Larry’s long and distinguished career as a professor of East Asian and Chinese history at UNC began in 1966. He arrived in Chapel Hill as the sole specialist in Asian history and taught in the Department of History for more than three decades. His first few years coincided with a tumultuous period of dissent at the University. Larry actively participated in protests against the Vietnam War and in 1969 demonstrations in support of striking food workers at Lenoir Hall. The latter event prompted Governor Bob Scott to deploy the National Guard on campus. During these demonstrations Larry was arrested twice.

After completing his doctoral dissertation and receiving his Ph.D. in 1969, Larry published two books and numerous articles. His first monograph examined the early reign of the powerful K’ang-hsi (Gangxi) Emperor who ruled China from 1654 to 1722. His second book, The Jiangyin Mission Station: An American Missionary Community in China, 1895-1951, focused on the history of a Christian mission near Shanghai established by the First Presbyterian Church of Wilmington.

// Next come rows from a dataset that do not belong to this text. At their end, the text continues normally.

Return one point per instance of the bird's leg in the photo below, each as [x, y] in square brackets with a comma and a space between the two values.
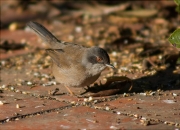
[71, 93]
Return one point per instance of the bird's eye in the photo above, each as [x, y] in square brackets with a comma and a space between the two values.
[98, 59]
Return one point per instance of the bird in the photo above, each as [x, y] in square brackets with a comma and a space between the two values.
[73, 65]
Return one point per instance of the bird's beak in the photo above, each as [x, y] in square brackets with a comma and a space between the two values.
[111, 66]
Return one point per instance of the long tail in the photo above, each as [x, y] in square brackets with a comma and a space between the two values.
[44, 34]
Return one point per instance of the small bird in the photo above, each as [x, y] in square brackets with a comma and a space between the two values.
[73, 65]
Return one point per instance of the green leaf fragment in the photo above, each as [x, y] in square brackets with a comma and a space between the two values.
[174, 38]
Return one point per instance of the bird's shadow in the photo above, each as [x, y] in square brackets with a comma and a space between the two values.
[164, 79]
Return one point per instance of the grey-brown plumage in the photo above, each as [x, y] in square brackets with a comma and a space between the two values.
[73, 65]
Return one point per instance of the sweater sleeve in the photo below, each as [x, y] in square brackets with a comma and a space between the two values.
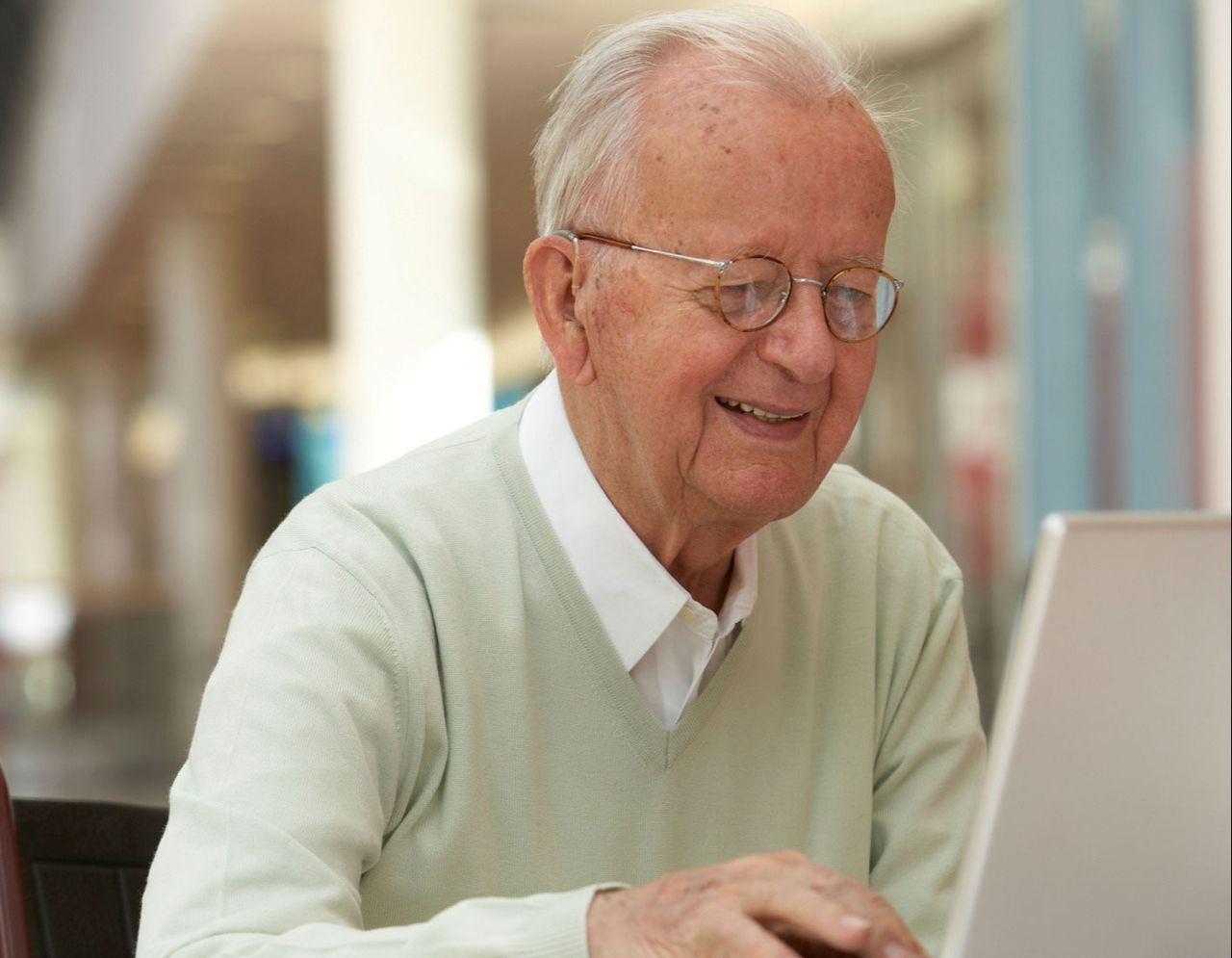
[316, 738]
[928, 765]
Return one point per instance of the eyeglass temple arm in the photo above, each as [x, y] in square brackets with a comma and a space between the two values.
[624, 245]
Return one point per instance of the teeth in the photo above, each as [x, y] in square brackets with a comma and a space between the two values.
[756, 412]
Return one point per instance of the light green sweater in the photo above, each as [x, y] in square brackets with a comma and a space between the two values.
[417, 707]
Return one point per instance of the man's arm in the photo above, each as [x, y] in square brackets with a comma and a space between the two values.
[313, 738]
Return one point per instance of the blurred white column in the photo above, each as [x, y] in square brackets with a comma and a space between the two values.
[414, 358]
[1215, 132]
[189, 422]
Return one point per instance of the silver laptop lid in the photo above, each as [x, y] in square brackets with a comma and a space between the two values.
[1104, 822]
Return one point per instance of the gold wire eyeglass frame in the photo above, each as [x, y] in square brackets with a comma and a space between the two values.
[722, 267]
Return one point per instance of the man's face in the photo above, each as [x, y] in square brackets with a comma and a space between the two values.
[726, 170]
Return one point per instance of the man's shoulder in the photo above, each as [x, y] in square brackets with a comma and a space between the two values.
[853, 513]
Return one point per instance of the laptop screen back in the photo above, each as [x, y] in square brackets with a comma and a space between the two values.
[1104, 822]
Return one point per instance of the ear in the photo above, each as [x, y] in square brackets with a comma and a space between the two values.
[552, 273]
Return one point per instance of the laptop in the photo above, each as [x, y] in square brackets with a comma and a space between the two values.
[1104, 822]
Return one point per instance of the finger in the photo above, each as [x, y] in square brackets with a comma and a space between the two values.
[751, 940]
[804, 911]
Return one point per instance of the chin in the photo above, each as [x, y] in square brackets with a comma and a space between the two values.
[766, 495]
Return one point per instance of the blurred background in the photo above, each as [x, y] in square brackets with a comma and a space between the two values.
[246, 248]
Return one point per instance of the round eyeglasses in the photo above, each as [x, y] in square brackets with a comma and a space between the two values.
[752, 291]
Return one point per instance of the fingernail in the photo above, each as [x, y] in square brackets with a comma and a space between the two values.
[855, 922]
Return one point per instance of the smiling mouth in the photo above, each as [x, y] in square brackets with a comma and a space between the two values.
[761, 414]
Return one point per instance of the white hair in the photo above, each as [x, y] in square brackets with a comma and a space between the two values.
[585, 155]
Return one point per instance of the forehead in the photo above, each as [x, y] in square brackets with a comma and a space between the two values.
[718, 157]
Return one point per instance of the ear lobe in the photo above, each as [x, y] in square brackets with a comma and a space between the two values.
[551, 272]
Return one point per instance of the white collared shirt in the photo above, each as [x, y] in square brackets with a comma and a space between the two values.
[670, 644]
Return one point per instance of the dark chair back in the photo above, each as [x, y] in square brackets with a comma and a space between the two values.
[13, 942]
[83, 868]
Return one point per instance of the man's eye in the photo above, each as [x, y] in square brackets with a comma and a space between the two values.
[739, 298]
[848, 296]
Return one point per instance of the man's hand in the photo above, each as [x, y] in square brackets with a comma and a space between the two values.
[762, 906]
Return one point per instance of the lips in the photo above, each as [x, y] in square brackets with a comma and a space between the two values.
[757, 413]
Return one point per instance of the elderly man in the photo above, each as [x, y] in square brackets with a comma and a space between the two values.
[631, 668]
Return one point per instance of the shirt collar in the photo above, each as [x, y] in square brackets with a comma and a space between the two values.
[633, 594]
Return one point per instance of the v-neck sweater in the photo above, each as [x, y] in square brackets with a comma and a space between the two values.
[419, 739]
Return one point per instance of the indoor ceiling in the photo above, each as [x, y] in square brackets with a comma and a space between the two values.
[246, 140]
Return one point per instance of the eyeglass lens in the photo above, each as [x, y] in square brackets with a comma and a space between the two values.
[753, 291]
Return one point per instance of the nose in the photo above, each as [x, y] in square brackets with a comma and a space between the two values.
[800, 342]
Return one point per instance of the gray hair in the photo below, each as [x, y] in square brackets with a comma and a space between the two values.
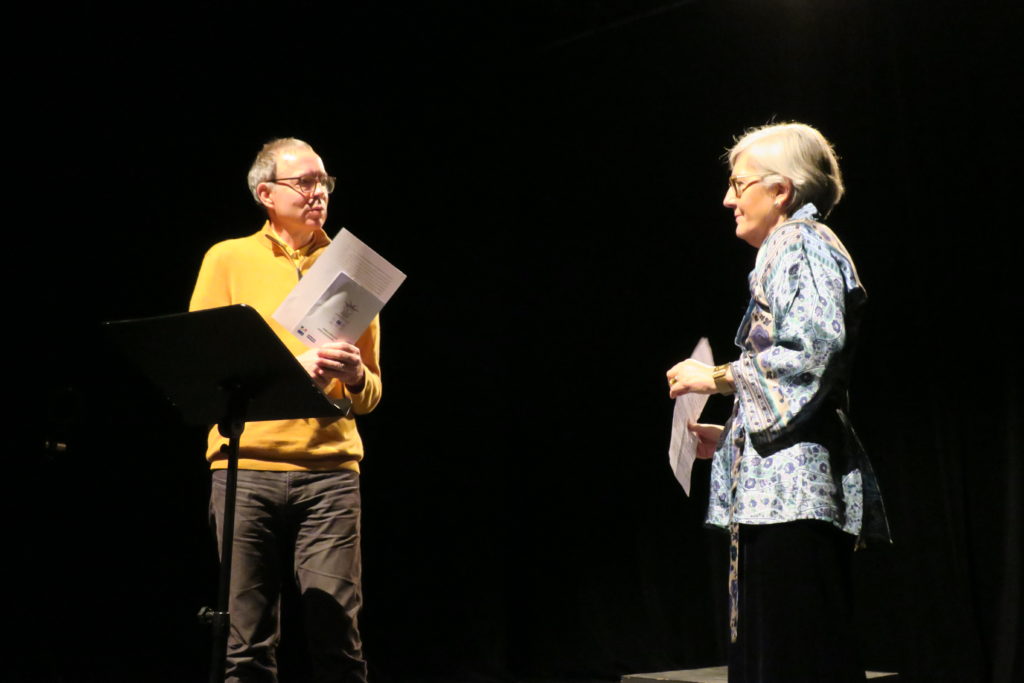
[264, 169]
[797, 153]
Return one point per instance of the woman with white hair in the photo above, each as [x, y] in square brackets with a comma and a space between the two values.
[788, 477]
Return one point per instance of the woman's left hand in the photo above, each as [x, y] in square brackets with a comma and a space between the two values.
[690, 377]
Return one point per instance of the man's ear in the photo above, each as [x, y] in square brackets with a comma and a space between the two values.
[263, 191]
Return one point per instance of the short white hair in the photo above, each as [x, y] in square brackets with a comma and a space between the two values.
[264, 168]
[797, 153]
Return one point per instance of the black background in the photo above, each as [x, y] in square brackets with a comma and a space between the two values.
[549, 176]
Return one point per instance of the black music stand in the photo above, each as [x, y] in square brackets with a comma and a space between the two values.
[224, 367]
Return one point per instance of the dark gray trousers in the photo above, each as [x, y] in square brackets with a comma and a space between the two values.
[312, 517]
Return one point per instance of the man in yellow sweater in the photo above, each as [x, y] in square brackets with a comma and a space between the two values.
[298, 492]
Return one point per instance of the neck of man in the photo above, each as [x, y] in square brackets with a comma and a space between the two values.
[296, 237]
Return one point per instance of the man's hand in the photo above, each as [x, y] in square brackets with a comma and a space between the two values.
[708, 436]
[336, 360]
[690, 377]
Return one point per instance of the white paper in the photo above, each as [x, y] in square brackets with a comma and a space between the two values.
[337, 299]
[683, 445]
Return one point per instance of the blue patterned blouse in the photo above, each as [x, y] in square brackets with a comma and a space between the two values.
[806, 300]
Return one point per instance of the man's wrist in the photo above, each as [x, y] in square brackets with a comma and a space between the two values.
[720, 375]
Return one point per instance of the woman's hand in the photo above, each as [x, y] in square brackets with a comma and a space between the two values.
[690, 377]
[708, 436]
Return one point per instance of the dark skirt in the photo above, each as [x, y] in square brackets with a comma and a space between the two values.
[796, 606]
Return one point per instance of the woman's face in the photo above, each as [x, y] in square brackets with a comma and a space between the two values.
[757, 208]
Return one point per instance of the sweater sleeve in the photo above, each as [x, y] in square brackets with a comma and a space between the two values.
[212, 289]
[370, 343]
[780, 378]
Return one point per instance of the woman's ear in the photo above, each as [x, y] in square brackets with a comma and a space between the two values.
[783, 195]
[263, 191]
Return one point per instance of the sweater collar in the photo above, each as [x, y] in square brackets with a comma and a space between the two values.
[271, 240]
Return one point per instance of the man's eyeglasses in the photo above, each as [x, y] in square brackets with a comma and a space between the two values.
[306, 184]
[740, 187]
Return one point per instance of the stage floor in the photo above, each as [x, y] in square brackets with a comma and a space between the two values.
[718, 675]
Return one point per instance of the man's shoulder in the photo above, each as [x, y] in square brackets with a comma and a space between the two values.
[236, 247]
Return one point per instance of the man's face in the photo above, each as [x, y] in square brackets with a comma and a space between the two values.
[287, 205]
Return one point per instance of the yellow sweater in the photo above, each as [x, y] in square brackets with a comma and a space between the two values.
[260, 270]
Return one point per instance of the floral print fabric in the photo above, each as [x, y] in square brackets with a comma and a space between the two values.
[805, 301]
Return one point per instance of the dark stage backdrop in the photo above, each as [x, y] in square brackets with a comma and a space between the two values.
[549, 176]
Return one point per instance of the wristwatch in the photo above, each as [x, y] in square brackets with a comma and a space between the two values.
[721, 384]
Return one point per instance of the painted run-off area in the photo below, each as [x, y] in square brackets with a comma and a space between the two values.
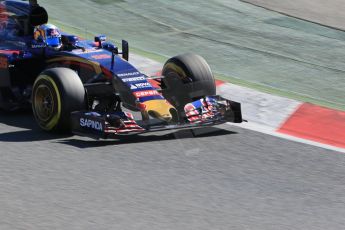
[256, 47]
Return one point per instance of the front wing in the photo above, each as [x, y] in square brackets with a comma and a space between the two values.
[208, 111]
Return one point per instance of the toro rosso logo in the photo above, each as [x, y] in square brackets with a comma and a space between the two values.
[91, 124]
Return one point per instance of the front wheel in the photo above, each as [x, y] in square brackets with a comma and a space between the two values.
[187, 77]
[56, 93]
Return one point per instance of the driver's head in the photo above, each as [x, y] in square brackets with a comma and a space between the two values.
[48, 34]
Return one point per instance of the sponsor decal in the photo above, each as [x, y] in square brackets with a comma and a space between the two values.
[37, 46]
[101, 56]
[3, 63]
[146, 93]
[87, 123]
[143, 85]
[133, 79]
[130, 74]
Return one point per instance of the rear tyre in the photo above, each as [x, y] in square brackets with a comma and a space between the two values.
[56, 93]
[187, 77]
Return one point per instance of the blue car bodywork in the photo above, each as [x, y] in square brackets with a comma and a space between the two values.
[104, 73]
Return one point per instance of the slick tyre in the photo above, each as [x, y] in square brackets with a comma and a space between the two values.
[187, 77]
[56, 93]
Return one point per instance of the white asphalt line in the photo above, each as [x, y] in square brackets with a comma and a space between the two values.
[265, 112]
[267, 130]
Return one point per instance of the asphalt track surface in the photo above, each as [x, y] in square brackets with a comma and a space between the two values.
[217, 178]
[242, 42]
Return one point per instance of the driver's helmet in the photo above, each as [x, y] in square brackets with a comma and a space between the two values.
[48, 34]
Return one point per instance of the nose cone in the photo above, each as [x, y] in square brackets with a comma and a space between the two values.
[160, 109]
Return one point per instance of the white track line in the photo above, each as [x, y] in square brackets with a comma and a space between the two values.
[266, 130]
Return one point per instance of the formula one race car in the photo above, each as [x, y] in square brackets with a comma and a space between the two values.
[90, 88]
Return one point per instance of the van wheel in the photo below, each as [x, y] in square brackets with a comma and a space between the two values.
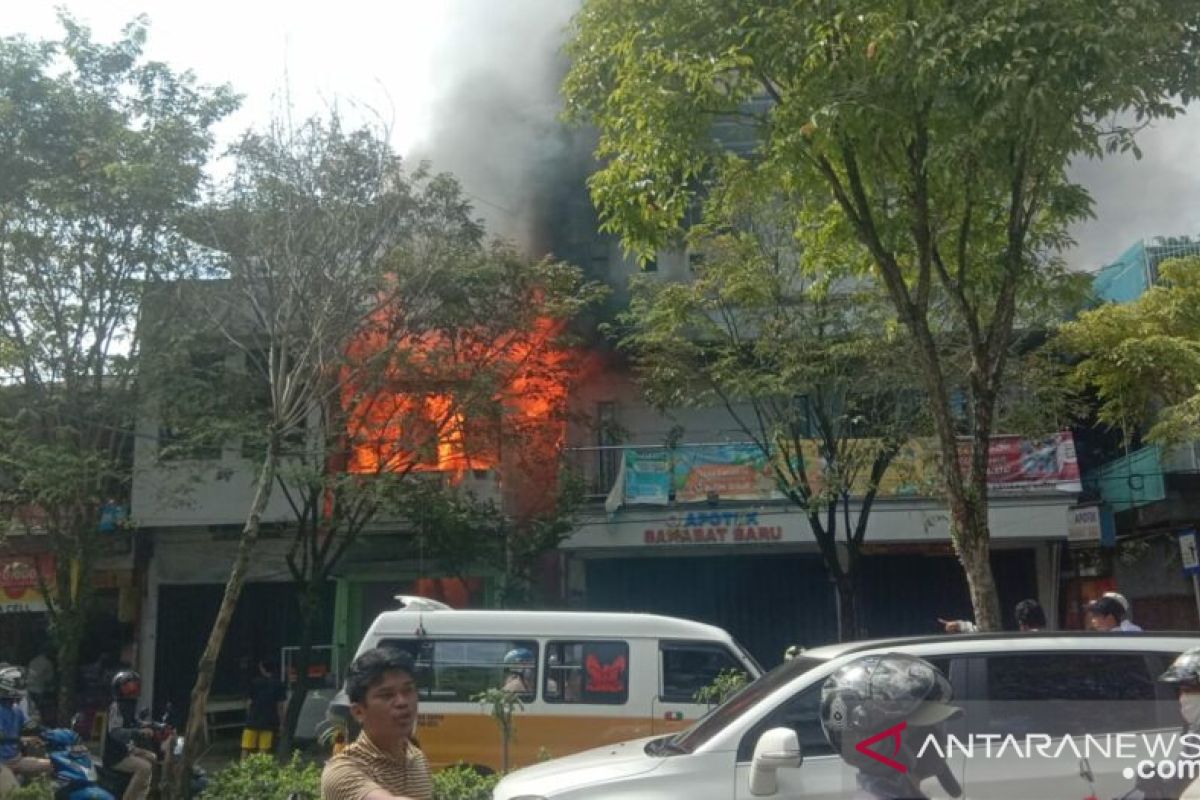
[480, 770]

Larry worked tirelessly to promote Asian Studies on campus, in the Research Triangle, and across North Carolina and the Southeast. He was a driving force in the creation of a major in Asian Studies at UNC through the establishment of the Curriculum in East Asian Studies in the late 1970s, when perhaps a half-dozen specialists on Asia taught in various disciplines on campus. This academic unit later became the Curriculum in Asian Studies, for which he served as chair in the late 1990s, and it is now the Department of Asian and Middle Eastern Studies.  Larry was a founding member of the Triangle East Asian Colloquium, which has for decades sponsored conferences and presentations pertaining to East Asia for faculty members at universities and colleges in the local area. In addition, Larry was dedicated to spreading knowledge and understanding about China and Asia beyond the academy to the broader community. He energetically organized and participated in outreach programs to help K-12 teachers incorporate material about Asia into their lesson plans. Not surprisingly, he leapt at the chance to be among the first American academics to visit China in 1976 as the People’s Republic began to welcome foreign visitors. He then became the director of the North Carolina China Council, an affiliate of the national Asia Society, which focused on spreading knowledge about China. One particularly innovative project was Larry’s assembling a traveling exhibit of photographs and recollections, “North Carolina’s ‘China Connection,’ 1840-1949,” that toured the state in 1980-1981 to explain the range of historical links, including the tobacco trade and missionary ties, between North Carolina and China. Larry also served terms as president of the Southeast Conference of the Association for Asian Studies and as editor of the Southeast Review of Asian Studies.

These achievements suggest how much we all owe to Larry’s pioneering and sustained endeavors on behalf of Asian Studies at Carolina.